Latecomers Lose at the Stock Option Casino
By Anonymous

(FORTUNE Magazine) – It doesn't pay to be in a hurry. The Silicon Valley insider never rushes to sign up with a company whose IPO is just around the corner. But how could I have known that when I started out?

Drawn to the Valley by an offer to join a promising Net startup back in early 1996, I was over the moon to get options. My 50,000 shares at a grant price of $7 made me feel as though I were about to win the lottery. Geez, I thought, this company is only months from going public, and even though no one "officially" knew what the price of the shares would be on the day of the IPO, the buzz placed it at $12 to $14. That meant--could it be?--that the value of my shares would be between $250,000 and $350,000 after a few months of work. That would have been almost enough to make a down payment on a rundown, 50-year-old ranch house somewhere in the Valley, at least back in 1996.

Of course, those numbers were not worth much more than the basic arithmetic that generated them. The investment bankers who underwrite an IPO require senior managers of a newly public company to wait six months before starting to sell stock. In my case, I had to wait a few months longer, until I vested my first batch of shares. Most Silicon Valley companies write options agreements so that employees vest 25% of the options at the end of the first year of service and then a pro rata share of the balance each month for the next three years. In other words, it takes four years to get your hands on all of your options.

As I hoped, the company went public a few months after I arrived. For a few brief weeks the future looked bright. The only strange turn of events was the sudden resignation of a few mid-level managers.

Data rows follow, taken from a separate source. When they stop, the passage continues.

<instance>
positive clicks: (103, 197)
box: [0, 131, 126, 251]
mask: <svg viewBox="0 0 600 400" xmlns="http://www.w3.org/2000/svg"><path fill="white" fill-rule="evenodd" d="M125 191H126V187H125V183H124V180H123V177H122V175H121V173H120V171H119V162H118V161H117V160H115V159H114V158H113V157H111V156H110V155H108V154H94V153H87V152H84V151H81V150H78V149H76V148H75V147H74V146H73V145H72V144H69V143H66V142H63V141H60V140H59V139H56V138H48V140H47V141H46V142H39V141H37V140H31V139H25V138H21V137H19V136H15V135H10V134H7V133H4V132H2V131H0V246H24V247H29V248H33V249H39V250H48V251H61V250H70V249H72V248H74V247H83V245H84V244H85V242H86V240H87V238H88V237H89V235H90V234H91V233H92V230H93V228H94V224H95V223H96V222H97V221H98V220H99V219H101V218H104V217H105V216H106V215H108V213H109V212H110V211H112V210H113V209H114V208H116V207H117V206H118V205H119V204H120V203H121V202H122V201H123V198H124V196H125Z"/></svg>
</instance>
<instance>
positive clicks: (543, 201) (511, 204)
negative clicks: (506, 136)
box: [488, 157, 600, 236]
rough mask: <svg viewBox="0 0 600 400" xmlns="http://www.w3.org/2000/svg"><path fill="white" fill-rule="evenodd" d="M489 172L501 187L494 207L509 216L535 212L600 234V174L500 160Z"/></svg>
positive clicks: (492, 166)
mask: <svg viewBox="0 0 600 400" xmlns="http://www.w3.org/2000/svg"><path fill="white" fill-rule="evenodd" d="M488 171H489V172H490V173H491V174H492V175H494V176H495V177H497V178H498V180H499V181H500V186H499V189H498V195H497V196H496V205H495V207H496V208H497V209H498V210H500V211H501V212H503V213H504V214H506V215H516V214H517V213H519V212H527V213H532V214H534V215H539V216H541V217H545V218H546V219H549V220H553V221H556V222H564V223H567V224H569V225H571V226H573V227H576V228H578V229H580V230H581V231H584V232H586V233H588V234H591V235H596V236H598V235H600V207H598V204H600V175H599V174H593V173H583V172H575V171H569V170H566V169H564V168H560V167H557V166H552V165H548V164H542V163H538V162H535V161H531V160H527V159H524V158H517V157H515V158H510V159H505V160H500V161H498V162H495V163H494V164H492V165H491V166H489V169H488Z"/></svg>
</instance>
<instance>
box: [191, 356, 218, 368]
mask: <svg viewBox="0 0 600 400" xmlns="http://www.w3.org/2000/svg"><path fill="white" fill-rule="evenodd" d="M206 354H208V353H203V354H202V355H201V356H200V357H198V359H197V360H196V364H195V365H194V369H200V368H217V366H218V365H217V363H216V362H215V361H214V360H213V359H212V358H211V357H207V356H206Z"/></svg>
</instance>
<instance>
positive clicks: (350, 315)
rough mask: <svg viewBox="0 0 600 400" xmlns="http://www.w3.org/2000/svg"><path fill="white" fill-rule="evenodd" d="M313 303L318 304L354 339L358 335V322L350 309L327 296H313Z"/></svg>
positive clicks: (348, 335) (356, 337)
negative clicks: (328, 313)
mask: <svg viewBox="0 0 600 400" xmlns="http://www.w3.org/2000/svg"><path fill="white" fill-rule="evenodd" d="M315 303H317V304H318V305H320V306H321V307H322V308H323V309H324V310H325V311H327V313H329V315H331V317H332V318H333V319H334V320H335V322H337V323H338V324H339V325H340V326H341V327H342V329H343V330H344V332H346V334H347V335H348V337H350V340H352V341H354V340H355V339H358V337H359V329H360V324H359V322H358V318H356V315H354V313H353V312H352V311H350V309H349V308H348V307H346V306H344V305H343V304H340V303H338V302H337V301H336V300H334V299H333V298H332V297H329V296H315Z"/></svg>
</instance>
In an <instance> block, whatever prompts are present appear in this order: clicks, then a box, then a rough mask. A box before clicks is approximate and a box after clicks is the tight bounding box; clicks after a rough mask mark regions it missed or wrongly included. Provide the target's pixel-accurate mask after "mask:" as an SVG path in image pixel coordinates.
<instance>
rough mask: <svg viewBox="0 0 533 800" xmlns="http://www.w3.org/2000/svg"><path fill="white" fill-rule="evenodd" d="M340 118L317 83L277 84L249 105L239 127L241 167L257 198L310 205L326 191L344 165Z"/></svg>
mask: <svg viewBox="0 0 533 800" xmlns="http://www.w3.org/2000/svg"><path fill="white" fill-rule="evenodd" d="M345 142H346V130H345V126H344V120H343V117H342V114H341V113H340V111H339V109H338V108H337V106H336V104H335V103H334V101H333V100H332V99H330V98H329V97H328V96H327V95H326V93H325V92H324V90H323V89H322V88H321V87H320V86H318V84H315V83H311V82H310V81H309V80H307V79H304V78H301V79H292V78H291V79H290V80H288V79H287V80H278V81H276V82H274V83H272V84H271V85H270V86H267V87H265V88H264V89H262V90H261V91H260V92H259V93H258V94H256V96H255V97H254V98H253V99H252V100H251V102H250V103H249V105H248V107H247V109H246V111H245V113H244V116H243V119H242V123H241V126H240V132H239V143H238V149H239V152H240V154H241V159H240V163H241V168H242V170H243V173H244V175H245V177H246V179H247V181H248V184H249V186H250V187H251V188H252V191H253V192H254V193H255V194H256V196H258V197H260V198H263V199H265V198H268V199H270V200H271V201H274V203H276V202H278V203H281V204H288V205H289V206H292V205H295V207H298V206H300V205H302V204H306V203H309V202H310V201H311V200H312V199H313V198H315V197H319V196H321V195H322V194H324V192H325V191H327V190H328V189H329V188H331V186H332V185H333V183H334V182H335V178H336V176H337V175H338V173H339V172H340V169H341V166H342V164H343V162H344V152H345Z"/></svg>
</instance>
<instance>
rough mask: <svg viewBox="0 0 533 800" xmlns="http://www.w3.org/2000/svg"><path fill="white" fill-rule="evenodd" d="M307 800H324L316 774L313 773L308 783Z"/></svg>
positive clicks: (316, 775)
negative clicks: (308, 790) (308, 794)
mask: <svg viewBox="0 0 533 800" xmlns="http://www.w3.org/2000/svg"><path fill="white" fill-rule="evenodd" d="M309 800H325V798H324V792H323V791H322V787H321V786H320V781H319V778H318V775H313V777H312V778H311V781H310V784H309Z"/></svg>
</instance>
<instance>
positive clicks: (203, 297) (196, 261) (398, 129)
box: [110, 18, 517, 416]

They sent out messages containing the usual mumbo jumbo about how much they had enjoyed their time at the company but how they were now irresistibly drawn to new challenges. Right.

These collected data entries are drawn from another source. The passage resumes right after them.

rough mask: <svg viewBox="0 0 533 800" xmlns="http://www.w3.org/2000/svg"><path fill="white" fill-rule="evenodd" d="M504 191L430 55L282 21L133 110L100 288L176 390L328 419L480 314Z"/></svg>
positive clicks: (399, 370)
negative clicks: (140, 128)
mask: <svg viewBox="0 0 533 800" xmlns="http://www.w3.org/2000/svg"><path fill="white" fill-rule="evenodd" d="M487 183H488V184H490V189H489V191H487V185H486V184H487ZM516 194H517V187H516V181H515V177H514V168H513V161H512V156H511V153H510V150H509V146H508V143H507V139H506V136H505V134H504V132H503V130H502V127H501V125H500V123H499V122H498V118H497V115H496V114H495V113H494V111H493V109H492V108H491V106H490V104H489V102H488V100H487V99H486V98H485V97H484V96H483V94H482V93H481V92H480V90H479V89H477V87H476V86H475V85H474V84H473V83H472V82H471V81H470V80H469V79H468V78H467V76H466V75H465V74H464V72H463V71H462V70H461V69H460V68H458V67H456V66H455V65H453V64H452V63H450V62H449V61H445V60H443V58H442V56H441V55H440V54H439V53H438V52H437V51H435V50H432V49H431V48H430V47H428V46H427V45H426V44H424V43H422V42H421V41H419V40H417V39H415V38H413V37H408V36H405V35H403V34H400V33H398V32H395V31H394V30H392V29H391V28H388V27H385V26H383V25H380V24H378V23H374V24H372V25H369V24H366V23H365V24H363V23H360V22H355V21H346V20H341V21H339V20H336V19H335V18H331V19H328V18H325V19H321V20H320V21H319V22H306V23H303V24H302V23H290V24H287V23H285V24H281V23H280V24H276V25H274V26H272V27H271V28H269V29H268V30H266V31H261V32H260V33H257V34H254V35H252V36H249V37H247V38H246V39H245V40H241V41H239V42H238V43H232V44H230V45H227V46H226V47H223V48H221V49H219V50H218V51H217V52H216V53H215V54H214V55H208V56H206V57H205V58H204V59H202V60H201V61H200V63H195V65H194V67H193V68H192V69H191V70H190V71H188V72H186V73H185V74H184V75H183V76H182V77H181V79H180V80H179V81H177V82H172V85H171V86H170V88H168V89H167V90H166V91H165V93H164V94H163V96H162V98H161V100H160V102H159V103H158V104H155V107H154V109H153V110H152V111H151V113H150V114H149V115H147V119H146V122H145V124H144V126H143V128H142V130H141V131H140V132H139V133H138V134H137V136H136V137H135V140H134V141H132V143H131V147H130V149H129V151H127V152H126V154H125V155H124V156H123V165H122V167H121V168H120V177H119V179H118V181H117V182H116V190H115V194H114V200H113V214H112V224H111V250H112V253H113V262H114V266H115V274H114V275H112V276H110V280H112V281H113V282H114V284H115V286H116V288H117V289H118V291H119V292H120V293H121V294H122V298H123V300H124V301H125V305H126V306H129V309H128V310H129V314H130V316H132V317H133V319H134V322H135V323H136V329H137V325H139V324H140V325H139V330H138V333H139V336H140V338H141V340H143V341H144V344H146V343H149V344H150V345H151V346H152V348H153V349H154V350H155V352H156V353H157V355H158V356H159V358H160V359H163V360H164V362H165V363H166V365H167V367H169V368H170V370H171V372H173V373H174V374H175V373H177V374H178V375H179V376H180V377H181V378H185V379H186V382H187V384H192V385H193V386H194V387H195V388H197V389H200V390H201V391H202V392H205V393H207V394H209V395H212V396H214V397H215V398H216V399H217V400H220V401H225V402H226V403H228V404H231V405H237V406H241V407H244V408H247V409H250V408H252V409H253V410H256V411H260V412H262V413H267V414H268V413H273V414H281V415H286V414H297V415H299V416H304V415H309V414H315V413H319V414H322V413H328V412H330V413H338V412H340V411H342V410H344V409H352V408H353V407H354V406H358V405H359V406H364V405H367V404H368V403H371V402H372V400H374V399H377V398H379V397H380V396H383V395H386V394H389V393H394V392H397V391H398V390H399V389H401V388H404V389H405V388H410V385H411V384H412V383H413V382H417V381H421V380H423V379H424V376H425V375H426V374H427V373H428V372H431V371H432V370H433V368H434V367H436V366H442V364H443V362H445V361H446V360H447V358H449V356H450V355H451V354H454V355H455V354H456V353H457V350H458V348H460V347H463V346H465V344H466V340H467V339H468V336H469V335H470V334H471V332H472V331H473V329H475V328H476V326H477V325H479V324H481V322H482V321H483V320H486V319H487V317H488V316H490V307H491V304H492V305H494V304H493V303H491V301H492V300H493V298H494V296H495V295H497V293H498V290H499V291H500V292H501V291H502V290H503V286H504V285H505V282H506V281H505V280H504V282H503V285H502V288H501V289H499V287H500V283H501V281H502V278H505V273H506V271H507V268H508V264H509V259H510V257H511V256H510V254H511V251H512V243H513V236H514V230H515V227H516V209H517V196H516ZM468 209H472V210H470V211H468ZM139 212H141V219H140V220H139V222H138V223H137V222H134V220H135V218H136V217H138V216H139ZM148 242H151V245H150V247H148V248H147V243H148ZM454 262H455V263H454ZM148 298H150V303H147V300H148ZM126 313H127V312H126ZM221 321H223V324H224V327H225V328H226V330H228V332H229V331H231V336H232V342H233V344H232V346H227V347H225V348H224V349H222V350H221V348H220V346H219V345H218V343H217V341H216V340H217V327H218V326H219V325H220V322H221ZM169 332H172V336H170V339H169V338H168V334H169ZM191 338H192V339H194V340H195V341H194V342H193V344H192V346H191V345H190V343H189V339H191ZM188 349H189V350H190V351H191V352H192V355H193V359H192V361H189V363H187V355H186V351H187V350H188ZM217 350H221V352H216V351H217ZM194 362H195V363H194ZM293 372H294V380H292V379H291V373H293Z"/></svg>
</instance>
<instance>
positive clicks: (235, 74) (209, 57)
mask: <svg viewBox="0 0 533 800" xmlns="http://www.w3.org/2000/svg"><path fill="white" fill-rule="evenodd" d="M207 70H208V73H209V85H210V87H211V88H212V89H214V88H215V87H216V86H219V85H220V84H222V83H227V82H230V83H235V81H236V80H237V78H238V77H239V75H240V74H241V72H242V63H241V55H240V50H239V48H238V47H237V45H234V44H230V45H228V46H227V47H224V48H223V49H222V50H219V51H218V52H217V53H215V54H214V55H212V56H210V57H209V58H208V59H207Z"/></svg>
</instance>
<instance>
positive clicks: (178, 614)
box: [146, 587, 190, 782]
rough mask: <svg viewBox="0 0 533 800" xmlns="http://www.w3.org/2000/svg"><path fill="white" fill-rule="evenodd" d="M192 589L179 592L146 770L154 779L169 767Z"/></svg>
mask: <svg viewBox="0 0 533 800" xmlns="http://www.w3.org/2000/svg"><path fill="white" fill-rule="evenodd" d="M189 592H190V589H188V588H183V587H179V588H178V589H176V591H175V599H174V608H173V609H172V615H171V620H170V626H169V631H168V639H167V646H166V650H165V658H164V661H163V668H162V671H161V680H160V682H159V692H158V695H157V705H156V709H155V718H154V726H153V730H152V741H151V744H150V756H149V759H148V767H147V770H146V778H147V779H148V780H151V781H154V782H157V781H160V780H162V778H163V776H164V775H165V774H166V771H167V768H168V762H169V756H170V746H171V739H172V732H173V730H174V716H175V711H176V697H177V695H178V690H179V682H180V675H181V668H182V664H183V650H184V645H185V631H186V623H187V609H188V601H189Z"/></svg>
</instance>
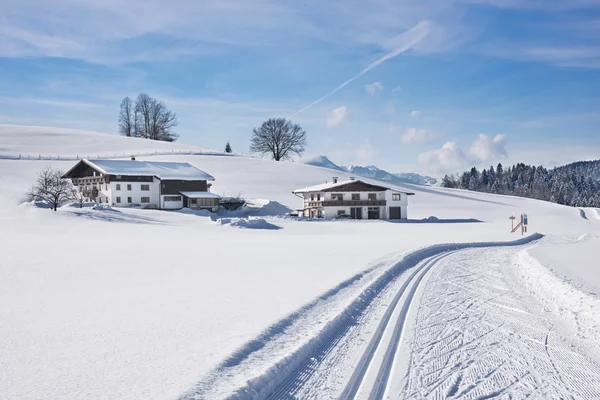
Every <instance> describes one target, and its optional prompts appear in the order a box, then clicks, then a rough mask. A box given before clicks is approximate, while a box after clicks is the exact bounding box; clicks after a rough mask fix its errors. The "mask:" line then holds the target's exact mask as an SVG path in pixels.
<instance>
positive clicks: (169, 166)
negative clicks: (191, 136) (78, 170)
mask: <svg viewBox="0 0 600 400" xmlns="http://www.w3.org/2000/svg"><path fill="white" fill-rule="evenodd" d="M81 163H85V164H87V165H89V166H90V167H92V168H94V169H96V170H98V171H99V172H102V173H104V174H107V175H125V176H155V177H157V178H159V179H161V180H169V179H174V180H182V181H214V180H215V178H214V177H213V176H211V175H209V174H207V173H206V172H204V171H202V170H200V169H198V168H196V167H194V166H193V165H191V164H189V163H183V162H157V161H137V160H86V159H84V160H81V161H80V162H79V163H77V164H76V165H75V166H74V167H73V168H71V169H70V170H69V171H68V172H67V173H66V174H65V175H64V177H67V176H68V175H69V173H70V172H71V171H73V170H74V169H75V168H76V167H77V166H78V165H80V164H81Z"/></svg>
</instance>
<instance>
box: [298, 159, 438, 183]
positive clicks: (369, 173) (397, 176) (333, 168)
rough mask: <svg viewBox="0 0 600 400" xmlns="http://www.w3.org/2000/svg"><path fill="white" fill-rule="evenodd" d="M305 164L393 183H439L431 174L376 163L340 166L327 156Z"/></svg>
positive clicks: (437, 180)
mask: <svg viewBox="0 0 600 400" xmlns="http://www.w3.org/2000/svg"><path fill="white" fill-rule="evenodd" d="M304 163H305V164H308V165H313V166H315V167H324V168H330V169H334V170H337V171H342V172H346V173H350V174H353V175H357V176H362V177H365V178H373V179H379V180H382V181H389V182H393V183H412V184H415V185H425V186H435V185H438V180H437V179H435V178H432V177H430V176H423V175H419V174H415V173H412V172H408V173H391V172H388V171H385V170H382V169H379V168H377V167H376V166H374V165H367V166H365V167H362V166H360V165H351V166H349V167H346V166H339V165H337V164H335V163H334V162H332V161H331V160H330V159H328V158H327V157H325V156H318V157H314V158H311V159H308V160H304Z"/></svg>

I wondered if they had in fact been fired, but one of my more experienced colleagues--a definite insider--explained what was going on. The folks who left, he said, had joined the company in its early stages, more than a year before the IPO, when the company had just a couple of dozen employees and shaky prospects. In order to attract new hires, the company gave out very large stock grants, at prices of just pennies per share. When we went public the folks who joined early were already vested in tens of thousands of shares at a strike price of pennies per share. They were too junior to get caught in the six-month lockout; once they were out, they had 60 days to buy their vested shares at the option price (just pennies!) and then hold or sell. I bet they sold.

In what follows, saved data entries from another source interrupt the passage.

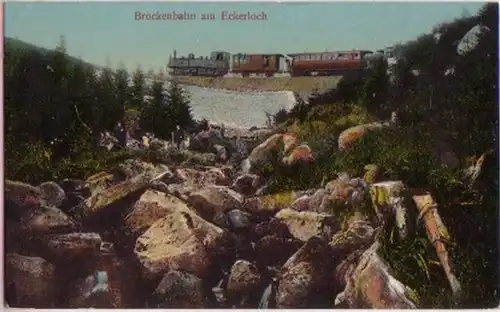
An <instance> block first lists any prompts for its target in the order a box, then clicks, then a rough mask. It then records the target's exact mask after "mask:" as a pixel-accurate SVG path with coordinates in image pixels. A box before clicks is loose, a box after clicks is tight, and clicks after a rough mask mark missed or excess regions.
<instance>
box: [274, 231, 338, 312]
mask: <svg viewBox="0 0 500 312" xmlns="http://www.w3.org/2000/svg"><path fill="white" fill-rule="evenodd" d="M329 258H331V255H330V253H329V247H328V245H327V244H326V243H325V242H324V241H323V240H322V239H320V238H318V237H312V238H310V239H309V240H308V241H307V242H306V243H305V244H304V245H303V246H302V247H301V248H300V249H299V250H298V251H297V252H296V253H295V254H294V255H293V256H292V257H291V258H290V259H288V261H287V262H286V263H285V264H284V265H283V267H282V268H281V271H280V274H279V278H278V281H279V284H278V289H277V294H276V306H277V308H279V309H287V308H288V309H291V308H320V307H327V306H328V302H327V301H328V300H325V298H328V297H329V293H330V292H329V288H328V273H329V271H330V259H329Z"/></svg>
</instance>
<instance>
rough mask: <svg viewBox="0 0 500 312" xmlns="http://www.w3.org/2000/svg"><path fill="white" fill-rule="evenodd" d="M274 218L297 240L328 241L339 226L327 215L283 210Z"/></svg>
mask: <svg viewBox="0 0 500 312" xmlns="http://www.w3.org/2000/svg"><path fill="white" fill-rule="evenodd" d="M276 218H277V219H279V220H280V221H281V222H283V223H284V224H286V225H287V226H288V230H289V231H290V233H291V234H292V236H293V237H295V238H296V239H298V240H301V241H303V242H306V241H308V240H309V239H310V238H311V237H313V236H318V237H325V238H327V240H329V239H330V238H331V237H332V235H333V234H334V233H335V232H337V231H338V230H339V229H340V224H339V223H338V222H337V221H336V220H335V219H334V218H333V216H331V215H328V214H319V213H315V212H309V211H302V212H297V211H295V210H292V209H283V210H281V211H279V212H278V213H277V214H276Z"/></svg>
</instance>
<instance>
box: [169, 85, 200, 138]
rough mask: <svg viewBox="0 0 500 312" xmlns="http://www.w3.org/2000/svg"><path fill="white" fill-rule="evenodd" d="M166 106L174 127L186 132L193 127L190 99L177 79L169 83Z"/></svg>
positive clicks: (169, 115) (193, 120) (171, 120)
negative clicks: (186, 131) (190, 128)
mask: <svg viewBox="0 0 500 312" xmlns="http://www.w3.org/2000/svg"><path fill="white" fill-rule="evenodd" d="M166 104H167V106H168V112H169V117H170V118H169V119H170V121H171V123H172V125H174V127H176V128H177V127H179V128H180V129H182V130H186V129H188V128H190V127H191V126H192V125H193V123H194V120H193V115H192V112H191V106H190V97H189V95H188V94H187V93H186V92H185V91H184V89H182V87H181V86H180V84H179V82H178V81H177V80H176V79H170V81H169V87H168V89H167V98H166ZM172 131H173V130H172Z"/></svg>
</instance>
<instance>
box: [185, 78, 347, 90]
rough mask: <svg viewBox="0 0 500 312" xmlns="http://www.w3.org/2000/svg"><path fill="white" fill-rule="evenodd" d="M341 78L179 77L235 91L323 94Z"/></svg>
mask: <svg viewBox="0 0 500 312" xmlns="http://www.w3.org/2000/svg"><path fill="white" fill-rule="evenodd" d="M339 79H340V77H337V76H335V77H274V78H255V77H248V78H242V77H223V78H210V77H179V81H180V82H181V83H182V84H186V85H193V86H199V87H206V88H213V89H225V90H233V91H257V92H258V91H292V92H306V93H310V92H314V91H318V92H323V91H326V90H329V89H332V88H335V86H336V84H337V82H338V81H339Z"/></svg>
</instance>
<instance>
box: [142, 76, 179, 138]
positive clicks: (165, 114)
mask: <svg viewBox="0 0 500 312" xmlns="http://www.w3.org/2000/svg"><path fill="white" fill-rule="evenodd" d="M164 84H165V83H164V81H163V80H161V79H159V77H156V78H155V79H154V80H153V82H152V85H151V88H150V89H149V90H148V91H149V92H148V101H147V104H146V106H145V107H144V109H143V110H142V112H141V128H142V129H143V130H145V131H149V132H152V133H154V134H155V135H156V136H157V137H159V138H162V139H169V138H170V134H171V132H172V131H173V126H172V124H171V121H170V118H169V117H170V116H169V111H168V107H167V105H166V98H165V95H164Z"/></svg>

Why the hurry to exercise the options and scoot? Back in 1996 it was not at all clear that an IPO would necessarily lead a new issue to a Yahoo-like space shot. The received wisdom then was that shares for newly public companies did well at first but faltered in the medium term. So you can make the case that it's better to get out early while the stock is hot and then go find another startup.

If that get in, get out, get rich strategy strikes you as a bit disreputable, then there's the next best alternative to consider: Get those penny shares and stay on for at least four years. The share price may roller-coaster over the months, but if you have penny shares the company has to really crater before your shares are out of the money. Over four years, there is a nice averaging effect if you sell off monthly. My colleagues call it VIP, for "vesting in peace." The ones I know who got it right seem to buy a lot of new cars and other toys.

Of course, my strike price of $7 is not the same as penny shares, which points up my lack of experience back in '96. If a company is close to an IPO, you might think, Great, my shares will be liquid that much sooner. The only problem is that the grant price is higher and the grant size is smaller. Woe is me, my company got in trouble less than a year after we went public. Suddenly my shares were way, way under water. So much for the down payment. That shattered my morale, but the early birds with lots of penny shares weren't much fazed.

The moral of the story: If you're going to get into the startup racket, join when the options are very cheap and management dishes them out in big dollops. Then, when the IPO comes you'll have a bucket of shares already vested. Whether you bolt around the time of the IPO or hang on for four years, you're likely to be in the money. At least, that's what I hear the insiders do.

ANONYMOUS is a high-ranking executive at a prominent Internet company. This is the second column in his series on learning the ins and outs of Silicon Valley. He admits to being a carpetbagger. And he wishes to remain anonymous.